Я мог бы, хотя обман тут больше, и далее, как это принято, наделять лицо прохожей отдельными чертами, в то время как вместо носа, щек и подбородка на нем ничего не должно быть, кроме пустой породы, на которой, самое большее, играет отсвет наших желаний, — заявляет Марсель, размышляя о своем литературном проекте [183].
Для обэриутов, так же как и для Беккета, желание освоить и подчинить себе иррациональное неприемлемо; в конечном счете оно оборачивается стремлением наделить иррациональное смыслом, объяснить его, или, как говорит сам Пруст в письме к Леону Доде, совершить «наивысшее чудо пресуществления иррациональных свойств материи и жизни в человеческие слова» [184]. И Пруст, и обэриуты стремились проникнуть в суть реальности, но для русских поэтов ей достижение возможно лишь путем созерцания алогического, попытка же объяснить иррациональное может переродиться в поиски «все равно какого смысла в ущерб смыслу истинному» ( Уотт, 75). Согласно Хармсу и Введенскому, задача художественного творчества, которое, кстати, обладает у них той же метафизической ценностью, что и у Пруста, состоит в том, чтобы «поднять» человеческие слова на уровень алогического и сделать из них слова божественные. Божественные слова ничего не объясняют и ничего не описывают, в них просто отражается реальность Рая. В этой перспективе желание реконструировать прошлое и обрести тем самым целостность личности, утерянную в потоке времени, уступает место последовательному очищению бытия в его восхождении к божеству, своеобразной «декортикации», удалению наслоений, привнесенных временем, — вот почему прошлое по большому счету не интересует обэриутов [185].
Подобного рода очищение находит символическое выражение в пьесе Беккета «Последняя лента Крэппа», где Крэпп, очищая от кожуры банан — символ мужской силы, — избавляется от своей сексуальности и от своего прошлого, когда он еще надеялся стать писателем и завоевать любовь женщин. «Только что прослушал кретина, каким выставлялся тридцать лет назад, даже не верится, что я когда-то был такой идиот. Слава Богу, с этим со всем покончено», — говорит он ( Театр, 220).
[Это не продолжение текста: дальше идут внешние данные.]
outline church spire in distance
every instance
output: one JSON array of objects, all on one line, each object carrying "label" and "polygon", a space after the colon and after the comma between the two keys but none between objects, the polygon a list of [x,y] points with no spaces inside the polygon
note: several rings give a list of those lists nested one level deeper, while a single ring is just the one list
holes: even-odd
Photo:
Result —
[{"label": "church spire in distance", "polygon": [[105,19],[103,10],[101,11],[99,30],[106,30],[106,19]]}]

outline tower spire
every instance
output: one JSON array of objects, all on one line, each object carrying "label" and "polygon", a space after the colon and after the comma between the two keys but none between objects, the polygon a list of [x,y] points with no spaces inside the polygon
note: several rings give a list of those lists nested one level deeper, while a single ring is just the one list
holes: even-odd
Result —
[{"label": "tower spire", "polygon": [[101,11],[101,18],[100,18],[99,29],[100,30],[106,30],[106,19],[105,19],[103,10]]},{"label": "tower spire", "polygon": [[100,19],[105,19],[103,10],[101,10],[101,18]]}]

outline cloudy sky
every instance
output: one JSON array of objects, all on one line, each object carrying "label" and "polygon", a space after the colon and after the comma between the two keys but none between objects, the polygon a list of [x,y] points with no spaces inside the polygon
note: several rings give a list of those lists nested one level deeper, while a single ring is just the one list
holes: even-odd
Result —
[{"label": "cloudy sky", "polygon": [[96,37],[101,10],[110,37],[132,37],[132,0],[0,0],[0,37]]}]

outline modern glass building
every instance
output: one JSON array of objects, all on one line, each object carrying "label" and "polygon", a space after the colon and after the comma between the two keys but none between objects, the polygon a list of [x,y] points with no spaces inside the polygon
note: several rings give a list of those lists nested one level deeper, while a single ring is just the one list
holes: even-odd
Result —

В своей статье, многозначительно озаглавленной «Крэпп — анти-Пруст», Розетт Ламон замечает:
Склонившись над своим магнитофоном, этот близкий к смерти старик осуществляет целую серию убийств, которые на самом деле являются самоубийствами; он убивает прошедшее, а значит, последовательные изменения своего «я» [186].
Только убивая прошедшее можно приблизиться к смерти как к событию, разрушающему темпоральность.
К сопоставлению Беккета и Пруста прибегает в своей работе и Маргарита Франкель. Она сравнивает два отрывка: первый принадлежит Прусту и содержит описание сцены в лифте, когда мальчик-лифтер никак не реагирует на попытки рассказчика заговорить с ним [187]. Второй — эпизод из романа «Моллой», в котором рассказывается о встрече Моллоя с пастухом и о том, что Моллою так и не удается получить ответа на заданный им пастуху вопрос. При этом Моллою кажется, что пастух не отрываясь смотрит на него. По мнению Франкель,
Беккет тратит значительно меньше усилий, чем Пруст, на то, чтобы постараться понять молчание пастуха: для него иррациональное реально, и поэтому бессмысленно пытаться устранить его. И конечно же, у Беккета эта сцена еще более абсурдна, чем у Пруста, поскольку очевидно, что пастух не только не слышал вопроса Моллоя, но и не заметил самого беккетовского героя, как если бы Моллой не существовал или был невидим, что, кстати, для Беккета одно и то же [188].
Поведение пастуха напоминает ступор, в который погружен господин Эндон из психиатрической клиники Марии Магдалины: оба они не воспринимают окружающую действительность, выключены из временной последовательности бытия, вот почему их поведение надо называть не абсурдным, а алогичным. Если Эндон уже вплотную приблизился к небытию, то для остальных персонажей французского писателя путь к «подлинной» смерти лежит через обретение подлинного «я», неподвластного «лжи ума-обманщика» ( Моллой , 27). С этой точки зрения, стремление дать событию связное объяснение ведет лишь к еще большей путанице, к погружению в пучину ничего не значащих слов, из которой невозможно выбраться:
Фактом кажется то, — говорит Безымянный, — если в моем положении можно говорить о фактах, что я не только собираюсь говорить о предметах мне неизвестных, но также и то, что еще интереснее, но также и то, что я, что, на мой взгляд, еще интереснее, что я должен буду, не помню что, да и не важно. При этом я вынужден говорить. Молчать я не буду. Никогда.